Not a full answer, I simply don’t have time to do the detailed benchmarks your question needs but hopefully useful.
Know your enemy
You are targeting a combination of the JVM (in essence the JIT) and the underlying CPU/Memory subsystem. Thus “This is faster on JVM X” is not likely to be valid in all cases as you move into more aggressive optimisations.
If your target market/application will largely run on a particular architecture you should consider investing in tools specific to it.
* If your performance on x86 is the critical factor then intel’s VTune is excellent for drilling down into the sort of jit output analysis you describe.
* The differences between 64 bit and 32 bit JITs can be considerable, especially on x86 platforms where calling conventions can change and enregistering opportunities are very different.
Get the right tools
You would likely want to get a sampling profiler. The overhead of instrumentation (and the associated knock on on things like inlining, cache pollution and code size inflation) for your specific needs would be far too great. The intel VTune analyser can actually be used for Java though the integration is not so tight as others.
If you are using the sun JVM and are happy only knowing what the latest/greatest version is doing then the options available to investigate the output of the JIT are considerable if you know a bit of assembly.

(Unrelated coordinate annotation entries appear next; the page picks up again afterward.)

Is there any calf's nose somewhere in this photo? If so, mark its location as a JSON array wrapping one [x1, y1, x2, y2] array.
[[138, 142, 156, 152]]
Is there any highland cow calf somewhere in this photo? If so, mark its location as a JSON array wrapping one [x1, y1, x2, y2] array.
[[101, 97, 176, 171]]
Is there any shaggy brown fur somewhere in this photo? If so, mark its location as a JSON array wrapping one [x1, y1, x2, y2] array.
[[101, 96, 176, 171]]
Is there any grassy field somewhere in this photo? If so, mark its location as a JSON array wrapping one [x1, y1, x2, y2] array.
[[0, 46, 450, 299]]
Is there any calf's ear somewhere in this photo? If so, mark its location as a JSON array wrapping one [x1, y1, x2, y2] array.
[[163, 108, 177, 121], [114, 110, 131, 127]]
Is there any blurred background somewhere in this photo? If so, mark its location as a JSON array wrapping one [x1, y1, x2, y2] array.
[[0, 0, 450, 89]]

This article details some interesting analysis using this functionality
Learn from other implementations
The Change history change history indicates that previous inline assembly was in fact counter productive and that allowing the compiler to take total control of the output (with tweaks in code rather than directives in assembly) yielded better results.
Since LZF is, in an efficient unmanaged implementation on modern desktop CPUS, largely memory bandwidth limited (hence it being compered to the speed of an unoptimised memcpy) you will need you code to remain entirely within level 1 cache.

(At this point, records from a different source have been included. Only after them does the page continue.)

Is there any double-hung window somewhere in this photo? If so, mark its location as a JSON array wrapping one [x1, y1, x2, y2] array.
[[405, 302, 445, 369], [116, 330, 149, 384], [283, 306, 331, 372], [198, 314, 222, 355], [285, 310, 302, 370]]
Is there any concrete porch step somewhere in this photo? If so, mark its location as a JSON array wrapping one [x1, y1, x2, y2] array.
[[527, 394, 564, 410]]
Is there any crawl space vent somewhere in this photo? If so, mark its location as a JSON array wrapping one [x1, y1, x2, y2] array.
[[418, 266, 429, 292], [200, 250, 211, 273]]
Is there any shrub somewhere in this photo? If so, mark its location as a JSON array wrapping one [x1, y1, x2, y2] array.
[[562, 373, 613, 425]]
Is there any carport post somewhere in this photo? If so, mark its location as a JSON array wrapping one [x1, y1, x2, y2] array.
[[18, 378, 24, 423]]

As such any static fields you cannot make into constants should be placed within the same class as these values will often be placed within the same area of memory devoted to the vtables and meta data associated with classes.
Object allocations which cannot be trapped by Escape Analysis (only in 1.6 onwards) will need to be avoided.
The c code makes aggressive use of loop unrolling. However the performance of this on older (1.4 era) VM’s is heavily dependant on the mode the JVM is in. Apparently latter sun jvm versions are more aggressive at inlining and unrolling, especially in server mode.
The prefetch instrctions generated by the JIT can make all the difference on code like this which is near memory bound.
“It’s coming straight for us”
Your target is moving, and will continue to. Again Marc Lehmann’s previous experience:
default HLOG size is now 15 (cpu caches have increased)
Even minor updates to the jvm can involve significant compiler changes
6544668 Don’t vecorized array operations that can’t be aligned at runtime.
6536652 Implement some superword (SIMD) optimizations
6531696 don’t use immediate 16-bits value store to memory on Intel cpus
6468290 Divide and allocate out of eden on a per cpu basis
Measure, Measure, Measure. IF you can get your library to include (in a separate dll) a simple and easy to execute benchmark that logs the relevant information (vm version, cpu, OS, command line switches etc) and makes this simple to send back to you you will increase your coverage, best of all you’ll cover those people using it that care.